Oggi il quadro è completamente diverso. I vertici dell’UE sono furiosi con Londra, per l’inaspettata vittoria del Sì alla Brexit e per l’approccio del Governo May alla questione, e lo sono un po’ meno con gli scozzesi che, nonostante tutto, non vorrebbero tagliare il loro legame con Bruxelles.

La cosa non deve stupire. Si tratta di questioni economiche, non ideologiche. E la Scozia non è l’unica a volere l’indipendenza dallo Stato centrale ma restando nell’Ue. Lo stesso vale per la Catalogna, almeno per i partiti separatisti al Governo di Barcellona, come ci ha confermato in questa intervista un esponente di  Esquerra Republicana de Catalunya in visita a Palermo.

Oggi il tessuto economico scozzese è indebolito dalla crisi e, in particolare, da quella petrolifera: i giacimenti del Mare del Nord non sono più redditizi come una volta e mettere a rischio i fortissimi legami commerciali che intrattiene con l’Europa potrebbe essere un suicidio: il “Vecchio Continente” rappresenta infatti la meta principale dell’export Made in Scotland (circa il 46%), dando per di più lavoro a 330mila persone. La Scozia inoltre è stata in grado di attrarre oltre mille imprese comunitarie negli ultimi anni ed ha ricevuto generosi aiuti e fondi dalla Ue.

Come finirà?

Certo è che parlare di Scozia o di Catalogna fa risaltare ancora di più l’inutilità della nostra classe politica regionale. Anche la Sicilia, come sappiamo, è dotata di Autonomia, ma è come se non lo fosse, tranne per gli aspetti che più hanno fatto comodo agli ‘ascari’ (mercenaria) di memoria salveminiana.

Nessuno dei nostri governanti mostra il coraggio di opporsi alle decisioni romane contrarie agli interessi dei Siciliani, pur avendo uno Statuto- che ha valenza costituzionale- cui appellarsi.

Una palude che ha portato, anche da noi, ad un risveglio dei movimenti indipendentisti siciliani, quasi tutti, più o meno a favore dell’Ue, ma assolutamente determinati a liberarsi della politica coloniale romana.

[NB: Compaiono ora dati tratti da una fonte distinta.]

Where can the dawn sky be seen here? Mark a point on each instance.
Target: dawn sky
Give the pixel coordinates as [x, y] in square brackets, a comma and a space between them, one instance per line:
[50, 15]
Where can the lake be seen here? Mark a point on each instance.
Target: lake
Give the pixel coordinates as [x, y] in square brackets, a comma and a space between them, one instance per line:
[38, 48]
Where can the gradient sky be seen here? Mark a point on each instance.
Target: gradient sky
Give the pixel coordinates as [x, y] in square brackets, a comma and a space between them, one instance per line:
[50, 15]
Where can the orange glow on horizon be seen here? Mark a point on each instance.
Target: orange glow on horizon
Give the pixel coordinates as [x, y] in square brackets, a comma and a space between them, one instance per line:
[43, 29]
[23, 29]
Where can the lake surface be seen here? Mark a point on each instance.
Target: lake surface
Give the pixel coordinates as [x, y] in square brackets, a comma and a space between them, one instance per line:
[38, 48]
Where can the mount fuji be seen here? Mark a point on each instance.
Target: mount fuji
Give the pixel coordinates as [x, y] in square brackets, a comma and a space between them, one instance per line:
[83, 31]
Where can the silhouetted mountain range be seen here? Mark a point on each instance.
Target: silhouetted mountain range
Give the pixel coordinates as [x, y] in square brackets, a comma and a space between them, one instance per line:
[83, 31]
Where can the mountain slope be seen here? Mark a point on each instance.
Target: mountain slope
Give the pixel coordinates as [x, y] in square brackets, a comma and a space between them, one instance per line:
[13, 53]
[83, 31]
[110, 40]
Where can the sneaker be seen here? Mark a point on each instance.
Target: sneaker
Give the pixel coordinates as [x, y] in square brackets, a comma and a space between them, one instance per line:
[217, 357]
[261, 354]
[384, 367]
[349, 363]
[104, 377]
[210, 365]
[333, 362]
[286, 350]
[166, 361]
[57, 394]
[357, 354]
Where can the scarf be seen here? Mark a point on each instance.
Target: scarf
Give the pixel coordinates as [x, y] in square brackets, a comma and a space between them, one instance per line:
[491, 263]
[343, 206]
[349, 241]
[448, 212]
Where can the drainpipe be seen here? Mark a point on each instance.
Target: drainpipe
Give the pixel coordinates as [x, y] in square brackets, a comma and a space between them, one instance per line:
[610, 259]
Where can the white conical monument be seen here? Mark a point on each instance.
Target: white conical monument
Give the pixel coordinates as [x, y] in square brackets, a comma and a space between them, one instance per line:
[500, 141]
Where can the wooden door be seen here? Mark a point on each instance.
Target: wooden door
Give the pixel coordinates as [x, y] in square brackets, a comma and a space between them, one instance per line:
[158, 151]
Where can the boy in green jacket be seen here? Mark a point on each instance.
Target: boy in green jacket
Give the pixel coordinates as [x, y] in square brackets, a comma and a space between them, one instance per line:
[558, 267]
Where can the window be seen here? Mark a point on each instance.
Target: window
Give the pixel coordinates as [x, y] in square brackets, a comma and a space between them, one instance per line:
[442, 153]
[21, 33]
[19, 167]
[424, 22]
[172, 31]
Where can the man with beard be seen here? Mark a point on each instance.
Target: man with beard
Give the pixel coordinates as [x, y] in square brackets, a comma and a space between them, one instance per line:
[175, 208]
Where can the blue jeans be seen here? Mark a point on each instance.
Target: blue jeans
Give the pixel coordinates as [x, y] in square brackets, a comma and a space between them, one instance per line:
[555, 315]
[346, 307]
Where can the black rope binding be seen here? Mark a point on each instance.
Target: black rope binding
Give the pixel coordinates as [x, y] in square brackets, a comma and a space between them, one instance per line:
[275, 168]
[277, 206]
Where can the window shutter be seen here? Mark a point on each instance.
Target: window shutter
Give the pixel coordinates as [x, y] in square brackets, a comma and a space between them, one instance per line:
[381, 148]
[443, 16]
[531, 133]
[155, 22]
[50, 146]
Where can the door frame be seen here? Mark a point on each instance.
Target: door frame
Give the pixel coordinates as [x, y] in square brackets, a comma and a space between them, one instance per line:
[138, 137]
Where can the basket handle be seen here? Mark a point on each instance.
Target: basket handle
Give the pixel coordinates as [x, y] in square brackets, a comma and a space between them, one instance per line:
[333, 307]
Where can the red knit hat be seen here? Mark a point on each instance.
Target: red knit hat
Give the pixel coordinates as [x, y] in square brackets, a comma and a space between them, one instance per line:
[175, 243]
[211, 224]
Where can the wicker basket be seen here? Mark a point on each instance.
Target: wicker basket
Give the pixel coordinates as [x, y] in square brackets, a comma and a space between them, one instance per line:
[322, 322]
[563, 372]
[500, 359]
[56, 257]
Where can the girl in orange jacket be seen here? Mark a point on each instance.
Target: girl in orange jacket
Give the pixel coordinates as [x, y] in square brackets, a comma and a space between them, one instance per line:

Vedremo alle prossime elezioni se il loro messaggio è passato e se le croniche divisioni saranno superate nel nome di un interesse superiore. Certamente, dopo tanto tempo, giocheranno la partita delle regionali. E, certamente, almeno così sembra, rifiuteranno ogni alleanza con i partiti nazionali. Sarebbe, infatti, una contraddizione in termini allearsi con chi risponde alle segreterie romane.